Avec un peu de chance, cette sublime madone était heureuse en ménage et mère de deux ou trois enfants. Donc pas le moins du monde disposée à fricoter avec lui.

Quand il l’aborda, elle était en pleine conversation avec la policière du bureau d’accueil. Tout d’abord, c’est à peine si elle lui accorda un regard. Puis elle le jaugea pour le mesurer du sommet du crâne jusqu’à la pointe élimée de ses boots. Leurs yeux se croisèrent et il sut qu’il était fichu.

La voix de la raison le sommait de faire demi-tour sans attendre, quitte à retourner dans le bureau du shérif. Il s’attirerait moins d’ennuis en s’en prenant au chef des autorités locales qu’en affrontant cette personne qui ne le laissait pas de marbre.

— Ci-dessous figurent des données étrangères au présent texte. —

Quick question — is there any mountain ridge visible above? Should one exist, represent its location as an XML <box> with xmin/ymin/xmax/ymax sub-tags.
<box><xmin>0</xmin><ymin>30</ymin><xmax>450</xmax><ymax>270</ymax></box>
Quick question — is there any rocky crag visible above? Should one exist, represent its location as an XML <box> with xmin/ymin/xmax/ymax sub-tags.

— Tenez, le voilà, annonça la policière en le désignant du doigt.

Jared tendit la main et se présenta. À l’instant où sa paume toucha celle de la divine créature, son sang frémit dans ses veines et il fut pris d’une légère érection. Embarrassé, il scruta la main gauche de la jeune femme à la recherche d’une alliance. Constatant qu’elle n’en portait pas, il jura en son for intérieur. Un anneau en or aurait suffi à le décourager.

— Darcy Michaels, répondit-elle d’une voix de fillette. Je travaille avec les pompiers de Lion’s Bay. Je suis l’inspectrice spécialisée dans les incendies.

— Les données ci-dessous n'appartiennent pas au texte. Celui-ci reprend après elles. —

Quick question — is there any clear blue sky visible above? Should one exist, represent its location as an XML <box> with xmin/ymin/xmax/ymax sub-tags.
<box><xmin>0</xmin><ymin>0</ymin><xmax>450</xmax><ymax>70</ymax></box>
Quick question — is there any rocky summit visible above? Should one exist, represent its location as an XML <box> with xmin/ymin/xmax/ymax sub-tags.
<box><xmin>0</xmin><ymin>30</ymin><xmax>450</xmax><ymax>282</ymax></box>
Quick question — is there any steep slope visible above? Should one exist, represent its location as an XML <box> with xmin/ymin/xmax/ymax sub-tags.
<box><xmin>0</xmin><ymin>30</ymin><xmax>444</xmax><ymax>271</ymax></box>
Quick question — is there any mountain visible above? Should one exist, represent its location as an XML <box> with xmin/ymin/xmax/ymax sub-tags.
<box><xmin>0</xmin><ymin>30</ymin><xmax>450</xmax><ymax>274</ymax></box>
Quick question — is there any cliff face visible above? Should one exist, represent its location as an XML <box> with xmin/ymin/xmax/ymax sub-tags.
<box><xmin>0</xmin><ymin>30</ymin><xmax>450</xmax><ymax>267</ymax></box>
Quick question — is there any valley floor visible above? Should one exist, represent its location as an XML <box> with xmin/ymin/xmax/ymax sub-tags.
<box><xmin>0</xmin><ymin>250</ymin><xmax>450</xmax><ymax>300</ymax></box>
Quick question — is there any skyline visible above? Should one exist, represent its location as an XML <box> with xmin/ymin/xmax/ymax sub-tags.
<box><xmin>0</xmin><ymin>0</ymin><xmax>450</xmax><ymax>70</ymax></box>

La jolie policière blonde de l’accueil lui décocha un sourire aguicheur, comme à son arrivée.

— C’est Darcy qui m’a demandé de sortir le dossier sur le pyromane.

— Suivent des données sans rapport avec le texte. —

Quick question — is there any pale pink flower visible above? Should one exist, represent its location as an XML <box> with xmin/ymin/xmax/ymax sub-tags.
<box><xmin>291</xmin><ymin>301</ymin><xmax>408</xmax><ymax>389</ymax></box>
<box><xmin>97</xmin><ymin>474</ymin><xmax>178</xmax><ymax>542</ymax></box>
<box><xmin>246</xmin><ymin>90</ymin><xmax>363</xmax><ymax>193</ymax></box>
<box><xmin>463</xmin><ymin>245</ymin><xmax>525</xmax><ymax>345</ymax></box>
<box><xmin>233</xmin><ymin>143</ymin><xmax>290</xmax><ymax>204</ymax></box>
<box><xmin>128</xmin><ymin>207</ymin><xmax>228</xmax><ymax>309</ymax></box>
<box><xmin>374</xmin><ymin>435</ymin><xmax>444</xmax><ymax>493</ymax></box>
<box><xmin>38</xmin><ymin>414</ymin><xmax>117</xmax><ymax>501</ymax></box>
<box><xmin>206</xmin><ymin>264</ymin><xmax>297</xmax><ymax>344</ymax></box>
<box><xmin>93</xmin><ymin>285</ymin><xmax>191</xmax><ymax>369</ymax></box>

Cette blonde correspondait davantage aux femmes avec qui il avait l’habitude de frayer – séduisante et facile, le genre de nana avec laquelle on ne cherche qu’à passer du bon temps, sans plus. En revanche, Darcy Michaels éveillait en lui un sentiment bien plus complexe. Elle lui faisait tourner la tête.

Jared tâcha de se ressaisir et, attrapant l’inspectrice par l’épaule, il la guida vers la sortie.

— Allons-y.

— Vous avez fait vite, Marshal, lança-t-elle une fois dehors.

Sa voix était un mélange entre celle de Marilyn Monroe et celle de Jennifer Tilly[1]. Le matin même, si on lui avait demandé ce qu’il pensait des femmes aux voix trop aigües, il aurait répondu que ça lui tapait sur les nerfs. Darcy Michaels était apparemment l’exception qui confirmait la règle. C’était bien sa veine… Chaque fois qu’elle ouvrait la bouche, des images obscènes lui envahissaient l’esprit.

Plus fort, Jared. Plus profond…

Il contracta les mâchoires.

— Il ne faut pas perdre un instant, rétorqua-t-il, s’efforçant de chasser de sa tête ces pensées impures. Si l’auteur des incendies s’en tient à son schéma habituel, il sévira à nouveau avant la fin de la semaine. De quelle piste disposez-vous jusque-là ?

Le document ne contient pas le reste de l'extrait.